¿Por qué, pues, tuviste en poco la palabra de Jehová,
haciendo lo malo delante de sus ojos?
(2ª
Samuel 12:9).
Era
primavera, el tiempo en que los antiguos iban a la guerra, los reyes tenìan
obligación de acompañar y de liderar a sus batallones, pero en èsta ocasión… el
rey no lo hizo. Ese rey, era ni màs ni menos que David, el ungido de Dios para
gobernar Israel. Pero esa falta de responsabilidad le iba a costar muy cara, no
solamente a èl sino a todas sus generaciones. Dios ama al pecador, y cuando hay
arrepentimiento perdona su pecado… pero las consecuencias de dicho pecado se
tienen que pagar.
Es
increíble la cantidad de líderes que, con tal de llenar sus templos hacen creer
a las ovejas que con el arrepentimiento; la confesiòn de las faltas ante Dios y
el perdón que otorga… todo quedó resuelto. Lastimosamente no es asì. Dios
ciertamente aborrece el pecado y ama al pecador, sobre todo si èste muestra
arrepentimiento. Pero, las consecuencias de dichos pecados hay que pagarlas. Un
ejemplo al azar: Alguien comete adulterio o fornicación y como consecuencia la mujer resulta
embarazada, ambos se arrepiente de sus hechos, no los repiten màs pues Dios los
perdonò, pero, preguntamos: ¿va el niño a desaparecer? Claro que no.

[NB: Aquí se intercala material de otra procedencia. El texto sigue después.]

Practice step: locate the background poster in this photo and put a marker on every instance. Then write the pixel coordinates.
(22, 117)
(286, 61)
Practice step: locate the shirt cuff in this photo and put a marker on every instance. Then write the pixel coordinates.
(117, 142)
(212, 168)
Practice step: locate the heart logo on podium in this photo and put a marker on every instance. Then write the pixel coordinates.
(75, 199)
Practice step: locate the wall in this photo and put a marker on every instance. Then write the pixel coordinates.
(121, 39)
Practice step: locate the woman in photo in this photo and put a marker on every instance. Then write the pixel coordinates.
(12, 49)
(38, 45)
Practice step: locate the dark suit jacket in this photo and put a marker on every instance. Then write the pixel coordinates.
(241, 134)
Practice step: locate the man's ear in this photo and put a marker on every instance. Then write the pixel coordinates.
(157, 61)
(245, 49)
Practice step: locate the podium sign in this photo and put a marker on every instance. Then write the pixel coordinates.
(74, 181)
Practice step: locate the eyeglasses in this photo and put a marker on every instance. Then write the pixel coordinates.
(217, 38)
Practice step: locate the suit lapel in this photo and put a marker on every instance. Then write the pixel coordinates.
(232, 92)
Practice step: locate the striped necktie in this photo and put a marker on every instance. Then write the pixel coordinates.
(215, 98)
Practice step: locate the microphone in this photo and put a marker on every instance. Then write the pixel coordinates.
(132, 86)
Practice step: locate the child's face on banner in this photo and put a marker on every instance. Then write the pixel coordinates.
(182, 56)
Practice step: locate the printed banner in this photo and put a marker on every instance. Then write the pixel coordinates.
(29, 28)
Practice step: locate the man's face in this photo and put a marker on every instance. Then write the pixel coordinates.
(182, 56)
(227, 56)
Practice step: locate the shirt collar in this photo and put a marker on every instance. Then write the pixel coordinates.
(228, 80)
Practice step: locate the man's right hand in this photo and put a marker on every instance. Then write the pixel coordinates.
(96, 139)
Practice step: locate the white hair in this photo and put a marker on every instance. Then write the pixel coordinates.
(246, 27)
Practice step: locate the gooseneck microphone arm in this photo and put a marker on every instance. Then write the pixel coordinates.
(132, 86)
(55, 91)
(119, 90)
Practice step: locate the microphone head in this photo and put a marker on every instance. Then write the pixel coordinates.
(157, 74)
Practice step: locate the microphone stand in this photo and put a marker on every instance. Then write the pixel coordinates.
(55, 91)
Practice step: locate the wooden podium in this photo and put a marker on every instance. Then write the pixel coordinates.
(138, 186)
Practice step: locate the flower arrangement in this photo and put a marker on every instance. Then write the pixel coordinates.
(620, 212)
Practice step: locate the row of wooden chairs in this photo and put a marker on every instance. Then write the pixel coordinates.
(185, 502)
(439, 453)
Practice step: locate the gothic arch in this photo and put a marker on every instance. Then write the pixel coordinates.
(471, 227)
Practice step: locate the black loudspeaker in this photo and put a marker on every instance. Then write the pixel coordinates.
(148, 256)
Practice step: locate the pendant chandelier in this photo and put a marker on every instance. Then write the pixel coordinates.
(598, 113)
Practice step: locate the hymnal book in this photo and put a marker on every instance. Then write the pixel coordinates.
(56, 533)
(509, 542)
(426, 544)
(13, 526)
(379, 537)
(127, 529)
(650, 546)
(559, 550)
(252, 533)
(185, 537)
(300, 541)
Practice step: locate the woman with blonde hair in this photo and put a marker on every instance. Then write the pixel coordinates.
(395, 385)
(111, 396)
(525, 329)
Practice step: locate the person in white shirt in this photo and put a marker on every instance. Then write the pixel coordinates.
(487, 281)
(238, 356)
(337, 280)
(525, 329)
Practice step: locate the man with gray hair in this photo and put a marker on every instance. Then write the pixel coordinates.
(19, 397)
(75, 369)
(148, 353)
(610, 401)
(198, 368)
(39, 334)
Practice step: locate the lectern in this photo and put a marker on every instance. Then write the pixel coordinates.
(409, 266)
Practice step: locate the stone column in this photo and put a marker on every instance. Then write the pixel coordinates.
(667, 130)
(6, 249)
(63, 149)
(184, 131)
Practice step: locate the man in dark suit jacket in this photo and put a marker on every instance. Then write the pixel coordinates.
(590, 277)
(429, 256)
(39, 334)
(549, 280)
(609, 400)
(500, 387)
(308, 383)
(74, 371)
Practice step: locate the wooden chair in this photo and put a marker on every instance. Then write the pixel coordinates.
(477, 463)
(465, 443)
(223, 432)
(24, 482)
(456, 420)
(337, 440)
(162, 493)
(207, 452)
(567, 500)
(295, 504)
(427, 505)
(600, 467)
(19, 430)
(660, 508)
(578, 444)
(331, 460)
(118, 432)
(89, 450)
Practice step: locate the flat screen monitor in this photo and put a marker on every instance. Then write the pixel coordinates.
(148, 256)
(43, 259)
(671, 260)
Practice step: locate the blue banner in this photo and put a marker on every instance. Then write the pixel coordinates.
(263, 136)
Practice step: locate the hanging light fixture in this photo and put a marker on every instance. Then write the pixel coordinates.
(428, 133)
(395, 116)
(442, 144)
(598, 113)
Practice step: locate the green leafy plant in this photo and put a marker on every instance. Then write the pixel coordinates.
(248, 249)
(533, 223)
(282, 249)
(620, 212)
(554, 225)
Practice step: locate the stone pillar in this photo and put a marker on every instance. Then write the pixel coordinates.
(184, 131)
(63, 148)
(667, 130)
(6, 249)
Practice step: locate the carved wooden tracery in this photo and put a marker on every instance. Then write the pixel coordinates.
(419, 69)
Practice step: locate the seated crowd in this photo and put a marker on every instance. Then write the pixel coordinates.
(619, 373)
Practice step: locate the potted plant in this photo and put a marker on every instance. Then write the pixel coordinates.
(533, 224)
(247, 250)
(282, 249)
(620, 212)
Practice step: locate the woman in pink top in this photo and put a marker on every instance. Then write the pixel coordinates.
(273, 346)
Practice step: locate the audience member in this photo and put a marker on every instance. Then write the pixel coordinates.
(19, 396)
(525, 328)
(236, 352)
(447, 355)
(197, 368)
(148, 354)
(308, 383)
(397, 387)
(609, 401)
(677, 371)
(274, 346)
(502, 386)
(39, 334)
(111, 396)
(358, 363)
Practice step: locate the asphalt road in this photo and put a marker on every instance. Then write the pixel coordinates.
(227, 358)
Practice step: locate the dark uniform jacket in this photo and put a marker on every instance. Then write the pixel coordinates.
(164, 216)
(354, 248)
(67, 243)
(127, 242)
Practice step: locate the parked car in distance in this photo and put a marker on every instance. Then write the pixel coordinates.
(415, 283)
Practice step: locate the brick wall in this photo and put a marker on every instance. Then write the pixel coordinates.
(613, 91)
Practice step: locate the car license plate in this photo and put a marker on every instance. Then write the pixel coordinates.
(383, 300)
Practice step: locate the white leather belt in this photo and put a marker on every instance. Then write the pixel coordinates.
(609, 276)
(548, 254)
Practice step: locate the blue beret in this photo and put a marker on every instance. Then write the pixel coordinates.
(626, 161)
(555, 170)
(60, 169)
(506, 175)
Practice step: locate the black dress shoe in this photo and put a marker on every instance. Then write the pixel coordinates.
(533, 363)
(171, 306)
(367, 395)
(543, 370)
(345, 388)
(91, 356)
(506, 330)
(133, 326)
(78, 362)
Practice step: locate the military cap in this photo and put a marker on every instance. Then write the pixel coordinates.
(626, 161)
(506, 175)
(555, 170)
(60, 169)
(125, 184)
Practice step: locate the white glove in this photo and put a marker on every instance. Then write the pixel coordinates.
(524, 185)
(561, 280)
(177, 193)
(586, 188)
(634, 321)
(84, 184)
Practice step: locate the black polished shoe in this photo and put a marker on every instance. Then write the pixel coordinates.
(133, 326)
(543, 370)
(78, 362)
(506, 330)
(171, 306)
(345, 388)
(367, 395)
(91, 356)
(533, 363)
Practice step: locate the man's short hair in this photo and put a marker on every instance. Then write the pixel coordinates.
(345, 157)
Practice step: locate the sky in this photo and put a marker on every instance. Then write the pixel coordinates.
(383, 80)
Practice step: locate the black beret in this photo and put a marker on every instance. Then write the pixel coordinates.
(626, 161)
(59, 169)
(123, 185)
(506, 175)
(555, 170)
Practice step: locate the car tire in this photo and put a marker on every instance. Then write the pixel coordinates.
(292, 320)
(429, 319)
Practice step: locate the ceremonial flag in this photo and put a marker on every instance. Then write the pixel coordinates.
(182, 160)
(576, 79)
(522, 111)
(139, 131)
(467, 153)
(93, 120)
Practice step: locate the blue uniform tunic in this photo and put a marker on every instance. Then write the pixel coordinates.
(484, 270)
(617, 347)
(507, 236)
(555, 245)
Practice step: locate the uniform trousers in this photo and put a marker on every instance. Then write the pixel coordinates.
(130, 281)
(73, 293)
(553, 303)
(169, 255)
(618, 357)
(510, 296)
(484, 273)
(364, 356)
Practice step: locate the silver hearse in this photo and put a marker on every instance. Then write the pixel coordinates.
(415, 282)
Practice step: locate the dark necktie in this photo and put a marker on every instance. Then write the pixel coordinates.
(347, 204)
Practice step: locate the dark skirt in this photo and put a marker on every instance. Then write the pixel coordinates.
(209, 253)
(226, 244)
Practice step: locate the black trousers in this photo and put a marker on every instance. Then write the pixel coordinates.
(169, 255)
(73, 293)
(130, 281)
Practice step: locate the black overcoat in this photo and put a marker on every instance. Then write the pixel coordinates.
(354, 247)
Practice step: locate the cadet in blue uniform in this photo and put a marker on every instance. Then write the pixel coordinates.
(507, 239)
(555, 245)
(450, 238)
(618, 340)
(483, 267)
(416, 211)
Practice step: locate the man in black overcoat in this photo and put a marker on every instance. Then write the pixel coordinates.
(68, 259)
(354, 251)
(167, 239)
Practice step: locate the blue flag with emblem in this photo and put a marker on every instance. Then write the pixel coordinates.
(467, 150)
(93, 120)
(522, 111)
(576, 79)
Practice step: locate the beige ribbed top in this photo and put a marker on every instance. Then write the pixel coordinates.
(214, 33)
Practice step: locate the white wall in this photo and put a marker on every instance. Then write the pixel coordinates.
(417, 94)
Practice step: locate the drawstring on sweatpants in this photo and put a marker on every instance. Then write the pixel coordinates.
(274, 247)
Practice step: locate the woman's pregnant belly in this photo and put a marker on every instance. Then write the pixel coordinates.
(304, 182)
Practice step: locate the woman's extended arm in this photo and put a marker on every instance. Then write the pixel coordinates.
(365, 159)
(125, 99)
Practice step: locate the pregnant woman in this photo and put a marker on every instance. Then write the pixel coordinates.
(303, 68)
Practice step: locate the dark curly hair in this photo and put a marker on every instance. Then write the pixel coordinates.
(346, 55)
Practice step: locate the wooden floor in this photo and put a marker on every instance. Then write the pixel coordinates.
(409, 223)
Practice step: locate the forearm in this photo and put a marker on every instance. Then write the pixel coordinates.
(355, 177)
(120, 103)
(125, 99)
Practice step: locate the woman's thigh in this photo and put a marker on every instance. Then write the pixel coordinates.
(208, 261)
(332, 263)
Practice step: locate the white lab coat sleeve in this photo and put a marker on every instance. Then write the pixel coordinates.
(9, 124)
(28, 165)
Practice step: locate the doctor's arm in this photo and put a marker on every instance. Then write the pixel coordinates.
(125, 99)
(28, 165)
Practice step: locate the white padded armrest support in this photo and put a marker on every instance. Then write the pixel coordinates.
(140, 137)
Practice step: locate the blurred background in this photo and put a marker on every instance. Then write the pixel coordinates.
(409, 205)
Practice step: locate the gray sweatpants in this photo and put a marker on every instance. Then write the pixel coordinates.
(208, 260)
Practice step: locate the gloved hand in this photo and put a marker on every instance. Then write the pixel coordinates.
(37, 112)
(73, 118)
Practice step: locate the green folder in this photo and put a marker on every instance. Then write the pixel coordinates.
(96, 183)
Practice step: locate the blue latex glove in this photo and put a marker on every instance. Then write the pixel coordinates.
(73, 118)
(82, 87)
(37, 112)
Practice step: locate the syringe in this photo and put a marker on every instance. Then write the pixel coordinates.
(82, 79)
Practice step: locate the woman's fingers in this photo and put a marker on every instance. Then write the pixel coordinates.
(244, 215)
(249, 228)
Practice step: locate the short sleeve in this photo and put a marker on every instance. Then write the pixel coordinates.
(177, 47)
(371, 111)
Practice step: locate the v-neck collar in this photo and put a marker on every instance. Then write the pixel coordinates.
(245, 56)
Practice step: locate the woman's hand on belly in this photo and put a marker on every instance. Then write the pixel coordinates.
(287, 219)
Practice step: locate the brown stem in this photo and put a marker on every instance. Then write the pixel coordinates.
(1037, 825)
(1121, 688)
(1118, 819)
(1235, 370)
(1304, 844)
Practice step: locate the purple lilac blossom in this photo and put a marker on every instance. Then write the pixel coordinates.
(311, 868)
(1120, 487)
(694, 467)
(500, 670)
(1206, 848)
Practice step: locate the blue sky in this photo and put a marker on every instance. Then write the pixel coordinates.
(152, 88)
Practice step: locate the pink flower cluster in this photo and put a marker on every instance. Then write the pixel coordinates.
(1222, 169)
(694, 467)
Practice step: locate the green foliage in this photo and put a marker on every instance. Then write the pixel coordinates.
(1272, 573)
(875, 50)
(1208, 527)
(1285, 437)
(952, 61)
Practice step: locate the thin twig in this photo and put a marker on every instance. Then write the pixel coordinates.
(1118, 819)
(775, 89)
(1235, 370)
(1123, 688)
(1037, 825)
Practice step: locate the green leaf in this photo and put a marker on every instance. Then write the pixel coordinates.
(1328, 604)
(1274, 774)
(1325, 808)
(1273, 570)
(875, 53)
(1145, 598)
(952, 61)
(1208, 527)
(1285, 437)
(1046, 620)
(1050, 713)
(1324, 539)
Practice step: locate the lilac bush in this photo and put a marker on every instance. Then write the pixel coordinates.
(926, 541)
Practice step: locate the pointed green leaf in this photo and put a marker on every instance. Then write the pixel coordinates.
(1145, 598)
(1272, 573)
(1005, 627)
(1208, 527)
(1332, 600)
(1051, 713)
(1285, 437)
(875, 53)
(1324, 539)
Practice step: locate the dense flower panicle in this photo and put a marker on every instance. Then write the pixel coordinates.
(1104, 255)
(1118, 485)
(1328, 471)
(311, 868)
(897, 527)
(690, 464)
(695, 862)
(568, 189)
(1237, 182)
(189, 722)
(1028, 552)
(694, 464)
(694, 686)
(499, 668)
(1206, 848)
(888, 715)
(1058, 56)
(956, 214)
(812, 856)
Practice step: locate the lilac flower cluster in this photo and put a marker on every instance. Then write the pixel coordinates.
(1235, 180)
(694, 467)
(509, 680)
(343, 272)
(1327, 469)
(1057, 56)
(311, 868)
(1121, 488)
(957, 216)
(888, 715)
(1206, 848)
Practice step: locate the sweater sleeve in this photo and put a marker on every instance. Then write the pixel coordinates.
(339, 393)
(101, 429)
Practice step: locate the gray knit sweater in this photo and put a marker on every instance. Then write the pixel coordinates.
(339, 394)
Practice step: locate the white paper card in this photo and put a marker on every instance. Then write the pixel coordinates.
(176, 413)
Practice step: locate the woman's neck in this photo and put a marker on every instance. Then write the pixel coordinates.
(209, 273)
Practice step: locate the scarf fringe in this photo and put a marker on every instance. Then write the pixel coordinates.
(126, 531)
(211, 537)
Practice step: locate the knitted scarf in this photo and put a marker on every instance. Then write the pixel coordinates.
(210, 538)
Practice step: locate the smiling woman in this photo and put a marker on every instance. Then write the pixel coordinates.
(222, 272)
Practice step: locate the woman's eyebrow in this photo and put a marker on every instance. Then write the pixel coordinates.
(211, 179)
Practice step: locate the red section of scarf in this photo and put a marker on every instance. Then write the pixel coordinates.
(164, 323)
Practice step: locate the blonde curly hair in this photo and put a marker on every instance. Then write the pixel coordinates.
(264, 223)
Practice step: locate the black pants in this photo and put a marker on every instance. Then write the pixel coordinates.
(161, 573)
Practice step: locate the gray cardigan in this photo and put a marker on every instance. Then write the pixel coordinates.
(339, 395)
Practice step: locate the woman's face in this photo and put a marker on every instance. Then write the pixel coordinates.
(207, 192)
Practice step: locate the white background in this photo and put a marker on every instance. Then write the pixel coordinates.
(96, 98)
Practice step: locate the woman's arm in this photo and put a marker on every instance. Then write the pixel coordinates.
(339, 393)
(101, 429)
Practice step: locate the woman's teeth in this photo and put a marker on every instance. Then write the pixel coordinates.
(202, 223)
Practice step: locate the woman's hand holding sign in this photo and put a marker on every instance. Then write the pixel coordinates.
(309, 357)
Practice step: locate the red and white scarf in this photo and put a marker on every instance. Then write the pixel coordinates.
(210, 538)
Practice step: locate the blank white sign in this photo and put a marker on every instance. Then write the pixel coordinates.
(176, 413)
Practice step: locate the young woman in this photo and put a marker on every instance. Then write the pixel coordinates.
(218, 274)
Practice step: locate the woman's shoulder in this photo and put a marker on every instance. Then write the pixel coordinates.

Bueno, èl
es la consecuencia del pecado, y será una consecuencia hasta la muerte, aùn y
cuando repetimos… fueron perdonados. Acaso el ejemplo bíblico màs claro de un
pecado, un arrepentimiento y una consecuencia sea el vivido por el Rey David y
una mujer llamada Betsabè. El rey David comete alrededor de siete u ocho
pecados graves: Incumplimiento de deber (verso 1); consentimiento de ver lo que
no debía ver (verso 2); abuso de autoridad (verso 4); adulterio (verso 3);
falta de lealtad a su subalterno (verso 7); engaño (verso 8); traición (verso 15a);
conspiración y homicidio culposo (verso 15b); desobediencia a Dios ante la
norma de no tener, como rey, màs de una mujer (Proverbios 31:4). El rey David peco,
se arrepintió y fue perdonado, ver 12:13 cuando exclama: “He pecado contra el
Señor”… pero las consecuencias quedaron y lo afectaron a èl, pues perdió el
favor de Dios mientras estuvo en pecado; afectaron a la mujer, quien sufrió oprobio,
dolor y viudez; al niño, pues falleció, y por si fuera poco, a todas sus
generaciones, pues los hombres en la casa de David fueron marcadas por la
muerte por espada (2ª Samuel 12:10) y sus mujeres violadas (2ª Samuel 12:11).